I find it hard to discourage mentees of mine from signing up with a corporate giant and living a quiet suburban life rather than becoming a writer, joining a research institution or even accepting an academic post.

No wonder, then, that our public discourse?is?in such a poor state.

Academia is in better shape, to be fair, but should not be confused with the public space.

Most of our academics are hermits.
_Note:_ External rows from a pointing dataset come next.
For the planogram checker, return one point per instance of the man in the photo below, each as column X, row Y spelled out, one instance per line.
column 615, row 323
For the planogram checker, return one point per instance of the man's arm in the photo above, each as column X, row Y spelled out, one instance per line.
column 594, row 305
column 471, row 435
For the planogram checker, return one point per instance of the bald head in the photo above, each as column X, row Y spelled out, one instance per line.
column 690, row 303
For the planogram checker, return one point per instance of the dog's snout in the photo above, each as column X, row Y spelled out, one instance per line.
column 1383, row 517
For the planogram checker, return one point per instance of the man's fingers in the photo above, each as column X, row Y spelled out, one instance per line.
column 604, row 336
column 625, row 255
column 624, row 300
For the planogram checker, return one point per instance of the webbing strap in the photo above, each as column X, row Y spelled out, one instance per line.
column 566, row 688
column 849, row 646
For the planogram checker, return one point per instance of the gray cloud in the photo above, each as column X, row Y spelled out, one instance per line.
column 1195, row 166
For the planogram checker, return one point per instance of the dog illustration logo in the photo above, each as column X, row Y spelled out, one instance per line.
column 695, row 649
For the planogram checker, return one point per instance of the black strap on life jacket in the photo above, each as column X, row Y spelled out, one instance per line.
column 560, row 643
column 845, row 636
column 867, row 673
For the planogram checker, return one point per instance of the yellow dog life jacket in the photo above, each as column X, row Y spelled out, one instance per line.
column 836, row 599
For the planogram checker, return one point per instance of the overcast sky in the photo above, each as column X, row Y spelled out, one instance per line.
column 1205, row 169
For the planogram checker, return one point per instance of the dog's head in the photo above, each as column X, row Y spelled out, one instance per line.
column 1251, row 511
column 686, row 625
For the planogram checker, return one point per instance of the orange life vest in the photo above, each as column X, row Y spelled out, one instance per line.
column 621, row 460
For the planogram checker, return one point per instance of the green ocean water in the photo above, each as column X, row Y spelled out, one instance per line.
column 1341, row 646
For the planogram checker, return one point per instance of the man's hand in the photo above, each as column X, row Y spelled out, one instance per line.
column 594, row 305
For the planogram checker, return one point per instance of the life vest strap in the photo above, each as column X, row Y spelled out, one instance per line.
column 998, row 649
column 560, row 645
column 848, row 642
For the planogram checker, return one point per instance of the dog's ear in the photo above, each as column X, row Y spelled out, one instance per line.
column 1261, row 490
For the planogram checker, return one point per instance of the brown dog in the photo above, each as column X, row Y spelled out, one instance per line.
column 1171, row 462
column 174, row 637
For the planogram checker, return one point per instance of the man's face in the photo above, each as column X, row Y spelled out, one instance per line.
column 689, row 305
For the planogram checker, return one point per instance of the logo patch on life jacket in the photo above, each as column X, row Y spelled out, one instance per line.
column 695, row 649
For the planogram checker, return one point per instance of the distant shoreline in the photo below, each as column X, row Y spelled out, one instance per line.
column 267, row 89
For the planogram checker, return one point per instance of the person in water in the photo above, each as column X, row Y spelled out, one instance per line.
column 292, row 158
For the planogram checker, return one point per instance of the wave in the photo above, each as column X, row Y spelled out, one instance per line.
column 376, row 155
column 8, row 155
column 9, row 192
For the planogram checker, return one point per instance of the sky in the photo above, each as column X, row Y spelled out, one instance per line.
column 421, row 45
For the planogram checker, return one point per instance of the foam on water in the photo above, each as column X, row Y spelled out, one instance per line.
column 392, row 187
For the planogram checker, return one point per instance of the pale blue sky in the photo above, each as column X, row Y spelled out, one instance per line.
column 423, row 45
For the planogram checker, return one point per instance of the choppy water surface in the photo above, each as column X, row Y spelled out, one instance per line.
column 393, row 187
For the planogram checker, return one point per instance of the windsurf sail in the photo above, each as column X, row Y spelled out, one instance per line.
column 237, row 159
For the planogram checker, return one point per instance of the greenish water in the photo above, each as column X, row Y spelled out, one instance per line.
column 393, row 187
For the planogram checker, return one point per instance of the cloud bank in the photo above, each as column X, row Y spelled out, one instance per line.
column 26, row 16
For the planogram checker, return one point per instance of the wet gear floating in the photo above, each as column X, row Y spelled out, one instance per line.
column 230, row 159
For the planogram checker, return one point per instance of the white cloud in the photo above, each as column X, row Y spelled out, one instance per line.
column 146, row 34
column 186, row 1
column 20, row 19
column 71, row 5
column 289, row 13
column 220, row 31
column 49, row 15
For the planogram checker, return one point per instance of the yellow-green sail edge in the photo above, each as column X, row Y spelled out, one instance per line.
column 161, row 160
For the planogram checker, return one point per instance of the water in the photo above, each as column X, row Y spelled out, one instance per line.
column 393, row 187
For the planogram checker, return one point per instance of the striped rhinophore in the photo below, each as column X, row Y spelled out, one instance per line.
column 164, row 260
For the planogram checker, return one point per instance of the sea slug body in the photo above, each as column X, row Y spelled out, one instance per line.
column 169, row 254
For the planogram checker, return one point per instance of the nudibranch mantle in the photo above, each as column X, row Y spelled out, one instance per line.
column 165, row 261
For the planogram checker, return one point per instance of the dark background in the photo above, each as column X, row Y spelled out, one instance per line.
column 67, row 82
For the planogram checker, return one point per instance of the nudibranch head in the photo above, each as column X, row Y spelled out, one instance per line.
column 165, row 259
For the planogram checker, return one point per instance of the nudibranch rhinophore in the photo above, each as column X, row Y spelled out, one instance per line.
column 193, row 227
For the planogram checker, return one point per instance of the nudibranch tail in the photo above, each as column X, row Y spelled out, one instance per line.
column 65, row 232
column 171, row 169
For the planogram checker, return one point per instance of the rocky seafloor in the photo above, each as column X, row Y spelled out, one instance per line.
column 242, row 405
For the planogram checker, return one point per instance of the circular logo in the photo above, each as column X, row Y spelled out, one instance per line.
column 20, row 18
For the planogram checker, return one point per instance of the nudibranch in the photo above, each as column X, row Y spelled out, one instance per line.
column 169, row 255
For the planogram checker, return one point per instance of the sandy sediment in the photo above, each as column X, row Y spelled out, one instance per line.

This leaves public debate at the mercy of the twitterati.

Academics, within the humanities and social sciences in particular, should be ashamed of themselves.

They have a social and intellectual obligation – partly because they get public funding – to make sure that their work speaks to, and reaches, the sociopolitical context within which their academic selves exist.
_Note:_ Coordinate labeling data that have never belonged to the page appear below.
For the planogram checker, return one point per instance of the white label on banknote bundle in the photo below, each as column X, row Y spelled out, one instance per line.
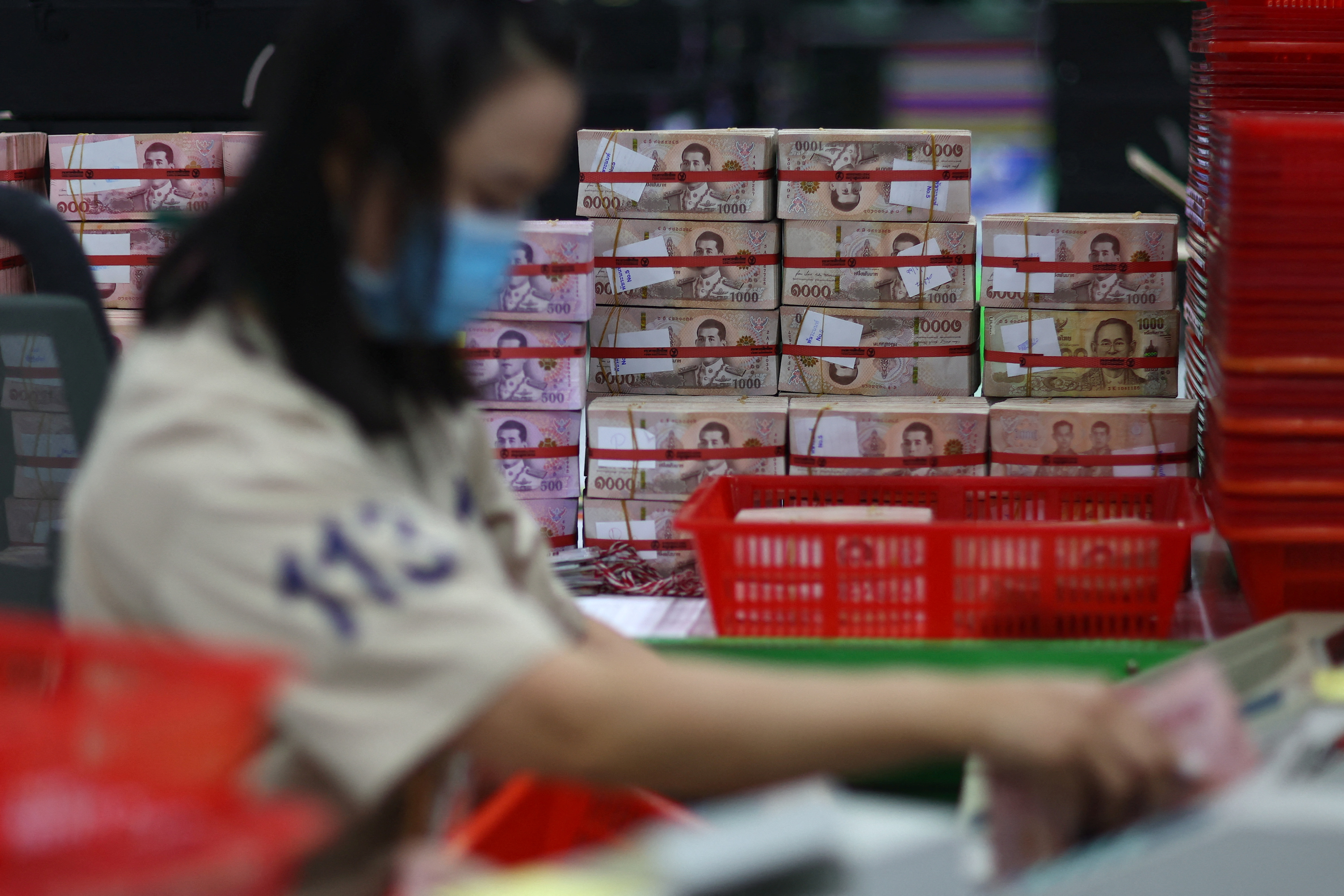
column 831, row 436
column 1147, row 469
column 629, row 279
column 1031, row 338
column 108, row 245
column 917, row 194
column 661, row 338
column 639, row 531
column 935, row 276
column 1006, row 280
column 820, row 328
column 613, row 158
column 104, row 154
column 619, row 440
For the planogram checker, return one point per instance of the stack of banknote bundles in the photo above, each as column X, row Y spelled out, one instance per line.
column 45, row 447
column 880, row 252
column 120, row 193
column 526, row 359
column 1083, row 307
column 22, row 166
column 646, row 456
column 687, row 291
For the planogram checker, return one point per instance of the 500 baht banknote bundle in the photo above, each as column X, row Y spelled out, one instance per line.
column 1080, row 261
column 854, row 436
column 1093, row 437
column 677, row 175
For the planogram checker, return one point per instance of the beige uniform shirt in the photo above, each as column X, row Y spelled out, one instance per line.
column 224, row 499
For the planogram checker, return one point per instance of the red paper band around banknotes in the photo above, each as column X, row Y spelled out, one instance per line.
column 685, row 261
column 1037, row 267
column 881, row 351
column 1094, row 460
column 658, row 351
column 687, row 455
column 886, row 463
column 138, row 174
column 527, row 455
column 881, row 261
column 1051, row 361
column 550, row 269
column 22, row 174
column 518, row 351
column 674, row 176
column 818, row 176
column 659, row 545
column 50, row 463
column 135, row 261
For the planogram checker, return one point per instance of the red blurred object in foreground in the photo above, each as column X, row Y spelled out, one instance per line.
column 120, row 769
column 531, row 819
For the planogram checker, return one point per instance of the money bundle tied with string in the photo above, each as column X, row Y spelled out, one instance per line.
column 1094, row 354
column 135, row 176
column 687, row 264
column 683, row 351
column 1127, row 437
column 874, row 175
column 1080, row 261
column 859, row 351
column 666, row 448
column 722, row 174
column 859, row 436
column 917, row 265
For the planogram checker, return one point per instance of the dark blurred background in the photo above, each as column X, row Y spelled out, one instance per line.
column 1054, row 92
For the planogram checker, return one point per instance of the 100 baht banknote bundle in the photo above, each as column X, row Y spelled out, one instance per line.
column 1127, row 437
column 665, row 448
column 1080, row 261
column 855, row 436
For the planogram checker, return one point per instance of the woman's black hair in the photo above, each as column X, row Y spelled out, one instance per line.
column 398, row 74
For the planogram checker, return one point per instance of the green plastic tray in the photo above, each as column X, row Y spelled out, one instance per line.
column 937, row 780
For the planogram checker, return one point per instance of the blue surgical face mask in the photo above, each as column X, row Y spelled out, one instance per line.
column 447, row 272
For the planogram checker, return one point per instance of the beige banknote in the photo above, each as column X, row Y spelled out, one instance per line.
column 135, row 176
column 537, row 452
column 526, row 365
column 23, row 160
column 880, row 265
column 1076, row 261
column 858, row 351
column 240, row 148
column 871, row 436
column 558, row 519
column 683, row 351
column 851, row 175
column 124, row 254
column 550, row 276
column 665, row 448
column 706, row 175
column 1081, row 354
column 661, row 264
column 647, row 524
column 1093, row 437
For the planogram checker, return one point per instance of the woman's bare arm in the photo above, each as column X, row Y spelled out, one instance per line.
column 611, row 711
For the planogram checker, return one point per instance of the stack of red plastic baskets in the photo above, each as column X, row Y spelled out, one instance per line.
column 120, row 770
column 1263, row 56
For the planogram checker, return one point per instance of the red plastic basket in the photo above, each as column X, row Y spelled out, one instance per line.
column 531, row 819
column 1006, row 558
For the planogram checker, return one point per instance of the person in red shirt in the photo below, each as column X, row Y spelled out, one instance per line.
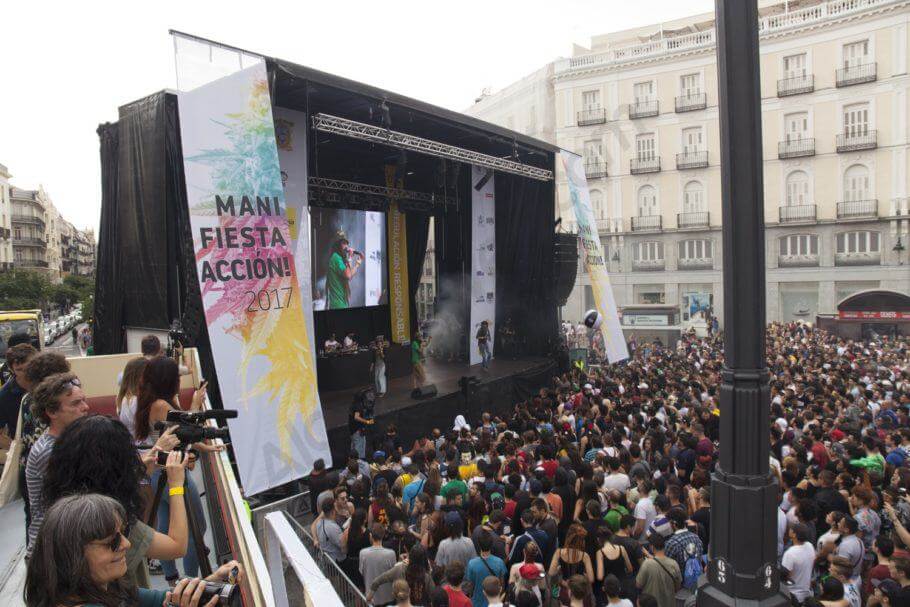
column 454, row 577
Their failure to do so in part explains why we do not have a decent public intellectual community in South Africa.

We do not even have a rigorous delineation of what it variously means to be an intellectual as opposed to a public intellectual and, in turn, an academic.

And, of course, in the context of an internet-spawned age of instant citizen commentary, there is renewed pressure to define, clearly, what the unique intellectual and social role of the public intellectual is.

All this brings the central question into sharper focus: why do we not have a more well-defined community of public intellectuals reflecting on these kinds of issues with greater skill and more demonstrable impact?

First, there are not enough resources available to attract talented students and scholars into a public life devoted to interrogating and generating ideas, reading, writing and debating.

Second, little social value is placed on being a public intellectual.

Grants, for example, to support a work of non-fiction – such as the kind of brilliant narrative journalism that Jonny Steinberg used to write – are hard to come by.

If you wish to travel the length and breadth of the country to produce an account of the current state of race relations by perhaps examining the rough textures of our mundane daily social interactions, you would struggle to find support.

This is a prohibitive structural obstacle for any talented would-be writer or researcher.

This is not to deny the good work that is done by many research institutions in spite of the lack of public appreciation or financial assistance.

Many academic institutions also host departments and thinktanks that manage to remain academically useful under trying circumstances.

However, very few academics care much for public discourse.

Researchers at thinktanks are better at public engagement; but these researchers are, by definition, full-time social scientists and so cannot become full-time thought leaders.

Hence, good ideas often get air play for fifteen minutes before being archived.

Public intellectuals should, in part, keep the conversation alive.

But society does not enable such a community of thinkers to genuinely come into existence.

Of course, the US and the UK have the wealth and education levels to allow for an intelligentsia to be appreciated.

But we surely want to get to a similar place.What then are we doing to get there?

Are we valuing the role of thinkers in our society?Our actions and attitudes, sadly, suggest that we’re not.